Der Film beginnt mit dem Bild von Dorfbewohnern, die unter der Aufsicht eines Wächters in einer Schlange warten, um das einzige Telefon am Ort benutzen zu dürfen. Aus der Zeit der Kulturrevolution katapultiert "Cell Phone" uns dann in eine Szene, in welcher eine Frau zuhause an das Handy ihres Mannes geht und die Stimme einer anderen Frau hört, der Geliebten. Ein Klassiker. Und dennoch ein Tabu, zumindest in China, wo die Kluft zwischen ländlicher Tradition, Vergangenheit und der hungrigen Ego-Suche der Nullerjahre so schnell gewachsen ist, dass die urbane technologisierte Nation sich ihrer selbst wohl erst schrittweise bewusst werden kann.
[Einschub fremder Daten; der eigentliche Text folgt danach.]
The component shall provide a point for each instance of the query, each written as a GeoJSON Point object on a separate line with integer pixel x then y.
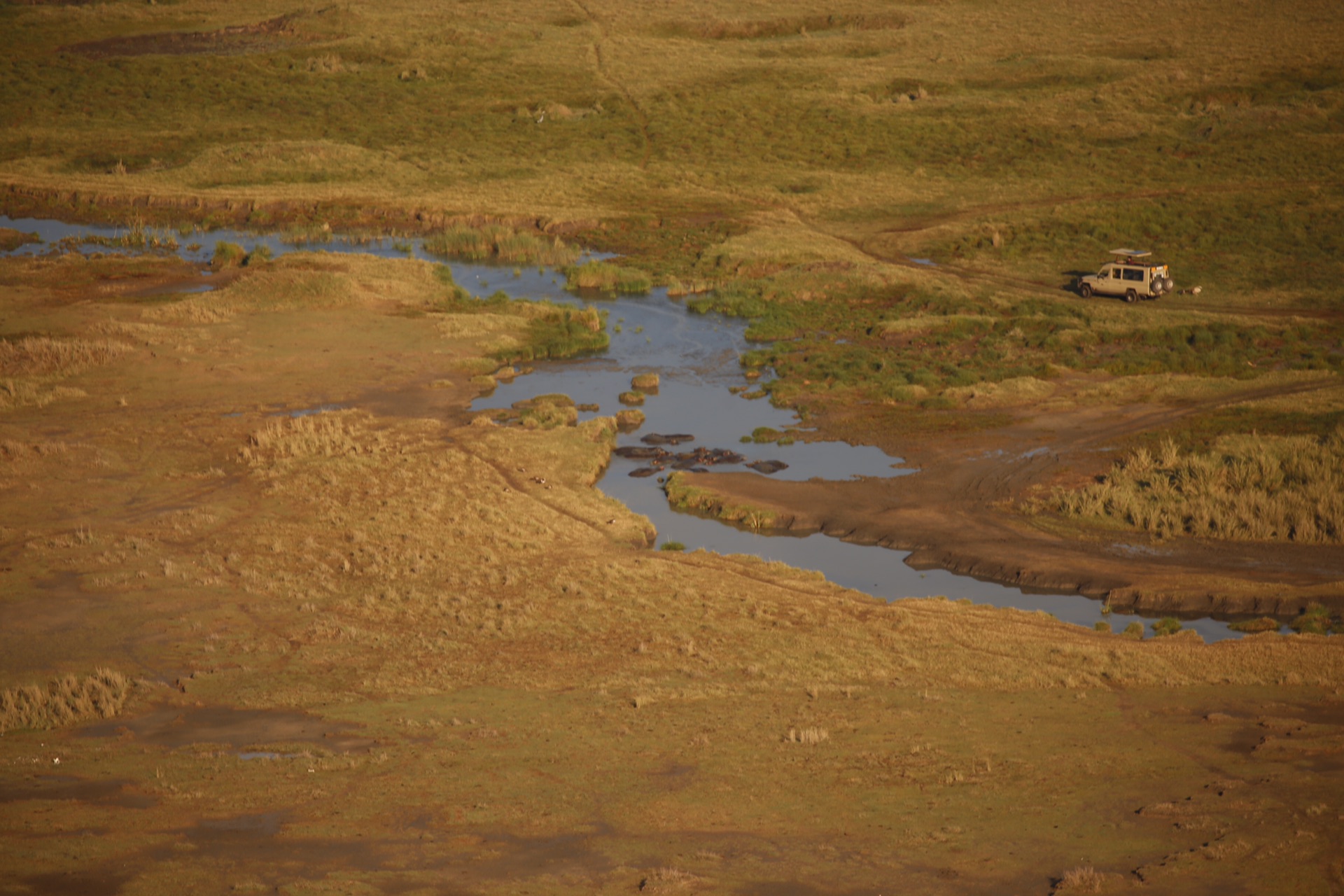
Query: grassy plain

Zumindest ging mit dem Film ein Aufschrei durch das Land. Er war in den Kinosälen zu hören, wo während der Vorstellungen noch friedlich die Handy klingelten und danach Streits losgingen, bei denen sich Paare gegenseitig ihre Mobiltelefone aus den Händen rissen, um die persönlichen Nachrichten zu kontrollieren. Eine junge Frau soll ihren Freund so lange gedrängt haben, ihr Einblick in seine SMS zu geben, bis er ihr auf den Kopf schlug. Sie soll bewusstlos ins Krankenhaus gebracht worden sein, das Tatwerkzeug: ein Mobiltelefon. Der Aufschrei zog sich durch die Medien ("Blockbuster führt zu Vertrauenskrise") und bewog hohe Tiere der Wirtschaftwelt zu philosophischen Kommentaren ("Die sexuelle und die technische Revolution gehen Hand in Hand"). Der Ausdruck "Wo sai kaihui" ist ("Ich bin in einer Besprechung") ist als schlechte Ausrede nun auch in China zu einem Lunning Gag geworden. Während sich die Hauptfigur mit Tricks wie falschen Ansagen, Batterien rausnehmen, Ton leise stellen u.ä. durch ihr mehrfach gebrochenes Dasein schummelt, mussten Darsteller, Regisseur und Drehbuchautor später vor der Öffentlichkeit die Integrität ihres Liebeslebens beteuern - so glaubwürdig war die Unglaubwürdigkeit der Filmfigur geraten.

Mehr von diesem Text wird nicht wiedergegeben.